GENÇLİĞİMİN SİYASİ TOKALAŞMASI
1983-1984 yılları Rahmetli babamla cumhuriyet Caddesi üzerinde büfe işletiyoruz. Okuldan arta kalan zamanlarımda büfede Rahmetli babama yardım ediyorum. O yıllar on dokuz mayıs dergisinde muhabirlik de yapıyorum aynı zamanda. Her olayın içine dalıyor, nerede bir kalabalık görsem, ben ordayım. Karşımızda Samsun Vilayeti ve Adliye binası var. Her türlü hareketlilik maşallah var.
Vilayetin önünde bir kalabalık var! Siyah bir Amerikan arabası park etmiş, polisler dört dönüyor. Ben durur muyum, kendimi birden o arabanın yanında buldum. Camlar simsiyah, içerisi görülmüyor. İki elimi arabanı sağ arka camına koydum, içeriyi görmeye çalışıyorum. Ama nafile bir şey göremiyorum. Ellerim cama yapışık içeriyi görmeye çalışırken, bir den camın aşağıya doğru indiğini hissettim. Cam açıldı benim ellerim hala şakaklarımda içeriye nasıl görebilirim pozisyonu dayım. Kakalak gibi kalmıştım, içeriden bir el benimle tokalaşmak için bana uzandı. Şaşkınım karşımdakini görünce, tabi bende elimi uzatarak karşılık verdim. Hatırını sordum ve gülüştük…
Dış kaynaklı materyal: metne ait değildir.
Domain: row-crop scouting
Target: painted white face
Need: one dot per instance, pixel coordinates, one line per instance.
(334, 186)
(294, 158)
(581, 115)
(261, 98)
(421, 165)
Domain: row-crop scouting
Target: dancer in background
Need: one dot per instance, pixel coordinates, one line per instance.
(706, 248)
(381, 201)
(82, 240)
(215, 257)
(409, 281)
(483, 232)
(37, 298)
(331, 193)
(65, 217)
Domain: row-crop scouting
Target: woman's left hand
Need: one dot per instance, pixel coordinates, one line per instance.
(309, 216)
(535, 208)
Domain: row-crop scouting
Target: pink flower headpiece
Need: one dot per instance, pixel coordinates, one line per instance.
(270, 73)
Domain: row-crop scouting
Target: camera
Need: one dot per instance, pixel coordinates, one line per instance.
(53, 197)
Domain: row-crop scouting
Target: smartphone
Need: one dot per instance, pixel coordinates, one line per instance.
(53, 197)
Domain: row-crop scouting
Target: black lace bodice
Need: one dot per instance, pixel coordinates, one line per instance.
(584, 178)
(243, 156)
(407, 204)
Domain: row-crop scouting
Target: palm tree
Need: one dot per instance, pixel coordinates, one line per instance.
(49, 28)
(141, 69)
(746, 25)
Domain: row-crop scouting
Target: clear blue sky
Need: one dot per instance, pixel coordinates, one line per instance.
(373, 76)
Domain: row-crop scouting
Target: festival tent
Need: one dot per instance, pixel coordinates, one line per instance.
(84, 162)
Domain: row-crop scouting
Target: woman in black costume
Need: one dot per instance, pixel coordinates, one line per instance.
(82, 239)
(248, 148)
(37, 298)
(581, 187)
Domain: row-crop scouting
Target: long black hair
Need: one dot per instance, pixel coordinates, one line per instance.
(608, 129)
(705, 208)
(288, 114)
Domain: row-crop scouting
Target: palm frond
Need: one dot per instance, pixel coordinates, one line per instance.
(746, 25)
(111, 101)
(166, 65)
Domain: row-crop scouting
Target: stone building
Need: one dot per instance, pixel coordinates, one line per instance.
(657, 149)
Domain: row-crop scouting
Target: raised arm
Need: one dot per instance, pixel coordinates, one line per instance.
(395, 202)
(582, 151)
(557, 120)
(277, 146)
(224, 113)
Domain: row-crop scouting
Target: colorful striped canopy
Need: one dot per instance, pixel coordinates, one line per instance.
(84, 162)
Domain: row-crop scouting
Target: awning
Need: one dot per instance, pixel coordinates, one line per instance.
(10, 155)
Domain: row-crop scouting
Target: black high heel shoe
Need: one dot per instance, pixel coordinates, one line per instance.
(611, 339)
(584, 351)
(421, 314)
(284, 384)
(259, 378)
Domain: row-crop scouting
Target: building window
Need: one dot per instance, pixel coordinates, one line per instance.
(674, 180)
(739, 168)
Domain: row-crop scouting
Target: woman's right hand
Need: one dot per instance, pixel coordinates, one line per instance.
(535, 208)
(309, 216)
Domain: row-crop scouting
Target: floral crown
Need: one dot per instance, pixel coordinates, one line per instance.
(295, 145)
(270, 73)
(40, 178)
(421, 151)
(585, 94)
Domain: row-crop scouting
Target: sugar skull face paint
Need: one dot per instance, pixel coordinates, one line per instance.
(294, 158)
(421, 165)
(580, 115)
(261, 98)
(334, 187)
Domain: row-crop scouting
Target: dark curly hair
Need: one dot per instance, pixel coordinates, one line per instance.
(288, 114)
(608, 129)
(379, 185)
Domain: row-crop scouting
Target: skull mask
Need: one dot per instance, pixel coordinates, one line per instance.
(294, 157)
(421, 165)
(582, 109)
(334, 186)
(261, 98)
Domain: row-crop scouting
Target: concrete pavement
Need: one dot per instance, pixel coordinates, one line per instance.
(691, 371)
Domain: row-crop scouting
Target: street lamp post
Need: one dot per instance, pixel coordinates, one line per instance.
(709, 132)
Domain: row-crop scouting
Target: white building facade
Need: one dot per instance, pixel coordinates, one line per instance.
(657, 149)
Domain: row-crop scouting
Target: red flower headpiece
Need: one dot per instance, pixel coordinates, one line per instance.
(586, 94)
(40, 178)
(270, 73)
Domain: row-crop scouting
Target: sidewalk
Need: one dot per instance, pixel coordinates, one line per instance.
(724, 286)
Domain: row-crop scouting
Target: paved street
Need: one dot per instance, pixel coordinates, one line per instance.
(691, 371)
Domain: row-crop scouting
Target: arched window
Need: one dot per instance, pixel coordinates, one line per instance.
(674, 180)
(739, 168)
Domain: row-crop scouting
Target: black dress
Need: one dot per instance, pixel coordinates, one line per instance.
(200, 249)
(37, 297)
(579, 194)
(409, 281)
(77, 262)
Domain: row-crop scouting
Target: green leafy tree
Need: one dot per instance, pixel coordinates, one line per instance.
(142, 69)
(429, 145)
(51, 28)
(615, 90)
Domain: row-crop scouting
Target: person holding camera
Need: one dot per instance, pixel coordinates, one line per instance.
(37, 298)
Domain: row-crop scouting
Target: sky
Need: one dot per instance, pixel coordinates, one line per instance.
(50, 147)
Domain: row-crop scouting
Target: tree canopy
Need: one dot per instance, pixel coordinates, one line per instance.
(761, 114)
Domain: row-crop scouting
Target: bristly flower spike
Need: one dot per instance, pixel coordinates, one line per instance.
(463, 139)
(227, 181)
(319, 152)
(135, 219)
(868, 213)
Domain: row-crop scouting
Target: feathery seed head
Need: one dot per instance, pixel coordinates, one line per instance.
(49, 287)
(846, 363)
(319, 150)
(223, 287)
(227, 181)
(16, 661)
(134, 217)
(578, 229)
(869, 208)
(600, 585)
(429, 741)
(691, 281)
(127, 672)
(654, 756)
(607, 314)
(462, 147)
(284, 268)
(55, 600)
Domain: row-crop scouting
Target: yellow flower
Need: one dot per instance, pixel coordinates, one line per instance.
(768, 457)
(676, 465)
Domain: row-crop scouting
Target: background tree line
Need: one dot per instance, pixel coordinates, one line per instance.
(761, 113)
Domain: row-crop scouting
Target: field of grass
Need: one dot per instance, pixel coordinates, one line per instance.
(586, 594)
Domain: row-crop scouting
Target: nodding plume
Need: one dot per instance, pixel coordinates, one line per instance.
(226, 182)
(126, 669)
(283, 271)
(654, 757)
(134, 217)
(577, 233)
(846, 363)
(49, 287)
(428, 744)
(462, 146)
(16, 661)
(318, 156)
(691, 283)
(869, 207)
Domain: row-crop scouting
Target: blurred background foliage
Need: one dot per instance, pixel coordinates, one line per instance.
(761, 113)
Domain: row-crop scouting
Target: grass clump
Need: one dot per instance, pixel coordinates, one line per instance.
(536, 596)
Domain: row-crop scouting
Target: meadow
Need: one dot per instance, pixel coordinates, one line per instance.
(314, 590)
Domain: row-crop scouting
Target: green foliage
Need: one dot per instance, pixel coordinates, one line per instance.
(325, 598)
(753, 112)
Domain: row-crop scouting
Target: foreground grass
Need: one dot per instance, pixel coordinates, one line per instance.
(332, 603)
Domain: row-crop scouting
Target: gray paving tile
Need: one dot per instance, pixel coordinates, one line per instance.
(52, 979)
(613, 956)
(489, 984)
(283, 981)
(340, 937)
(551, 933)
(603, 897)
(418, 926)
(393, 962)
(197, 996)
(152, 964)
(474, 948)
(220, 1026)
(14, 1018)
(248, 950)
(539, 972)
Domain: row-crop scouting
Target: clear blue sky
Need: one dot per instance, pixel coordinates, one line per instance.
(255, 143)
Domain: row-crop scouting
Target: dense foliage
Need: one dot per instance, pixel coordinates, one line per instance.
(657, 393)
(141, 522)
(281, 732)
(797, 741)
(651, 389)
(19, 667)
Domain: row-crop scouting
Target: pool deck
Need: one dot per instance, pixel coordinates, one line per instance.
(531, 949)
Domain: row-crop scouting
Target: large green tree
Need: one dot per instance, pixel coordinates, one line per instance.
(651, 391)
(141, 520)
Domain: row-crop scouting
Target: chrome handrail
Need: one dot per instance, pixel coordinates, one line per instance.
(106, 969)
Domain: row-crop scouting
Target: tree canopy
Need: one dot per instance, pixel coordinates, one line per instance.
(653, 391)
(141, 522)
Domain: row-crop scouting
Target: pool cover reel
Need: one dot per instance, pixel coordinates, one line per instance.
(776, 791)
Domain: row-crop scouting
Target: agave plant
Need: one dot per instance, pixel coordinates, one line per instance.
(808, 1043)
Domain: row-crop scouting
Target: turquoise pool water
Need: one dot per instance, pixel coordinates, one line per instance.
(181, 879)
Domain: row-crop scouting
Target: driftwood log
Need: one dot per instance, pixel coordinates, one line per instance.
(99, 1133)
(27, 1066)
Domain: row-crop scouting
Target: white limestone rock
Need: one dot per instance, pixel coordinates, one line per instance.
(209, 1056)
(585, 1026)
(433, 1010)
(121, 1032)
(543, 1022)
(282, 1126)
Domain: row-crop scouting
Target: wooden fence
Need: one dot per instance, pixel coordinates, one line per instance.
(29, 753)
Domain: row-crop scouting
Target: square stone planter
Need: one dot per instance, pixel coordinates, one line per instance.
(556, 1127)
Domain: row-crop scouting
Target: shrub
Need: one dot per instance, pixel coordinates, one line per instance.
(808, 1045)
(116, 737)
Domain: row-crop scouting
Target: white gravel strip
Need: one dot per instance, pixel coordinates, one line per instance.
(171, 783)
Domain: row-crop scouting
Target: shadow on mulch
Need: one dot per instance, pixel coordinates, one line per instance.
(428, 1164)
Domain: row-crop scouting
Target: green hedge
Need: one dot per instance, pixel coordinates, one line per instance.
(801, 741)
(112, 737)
Evet sevgili dostlar, bu kişi (SODEP) Sosyal Demokrat Partisi Genel Başkanı Rahmetli Erdal İNÖNÜ’YDÜ!
ORHAN GENCEBAY
Yine aynı yıllar 1983-1984 acar muhabirliğe devam ettiğimiz güzel günler. Bir gün büfede oturuyorum. Eskiden birinci hat dolmuşları, bizim büfenin önünden geçiyor. (Eski ismi Irmak, şu an ki ismi Cumhuriyet) caddesi üzerine kendi arabası ile dolmuşçuluk yapan bir arkadaşım var. Hatta araba kullanmayı onun meşhur Anadol arabasında öğrenmiştim. Kendisi Orhan GENCEBAY hastası demiyorum delisi gibi bir şey! Orhan GENCEBAY ile her türlü haberi ondan alıyorum. Ben de delisi değil, sadece hastasıydım ve hala öyleyim. Bir gün hatta çalışırken teyp te Orhan baba çalıyor. Bir müşteri biniyor ses sonuna kadar açık, binen yolcu Orhan GENCEBAYI çok mu seviyorsun diye sorunca, arkadaşım delisiyim diyor. Binen kişi arkadaşıma ben babasıyım diyor. Tabi kısa bir sohbet para almıyor tabi. Ama müjde veriyor on gün sonra samsun’a geleceğini söylüyor.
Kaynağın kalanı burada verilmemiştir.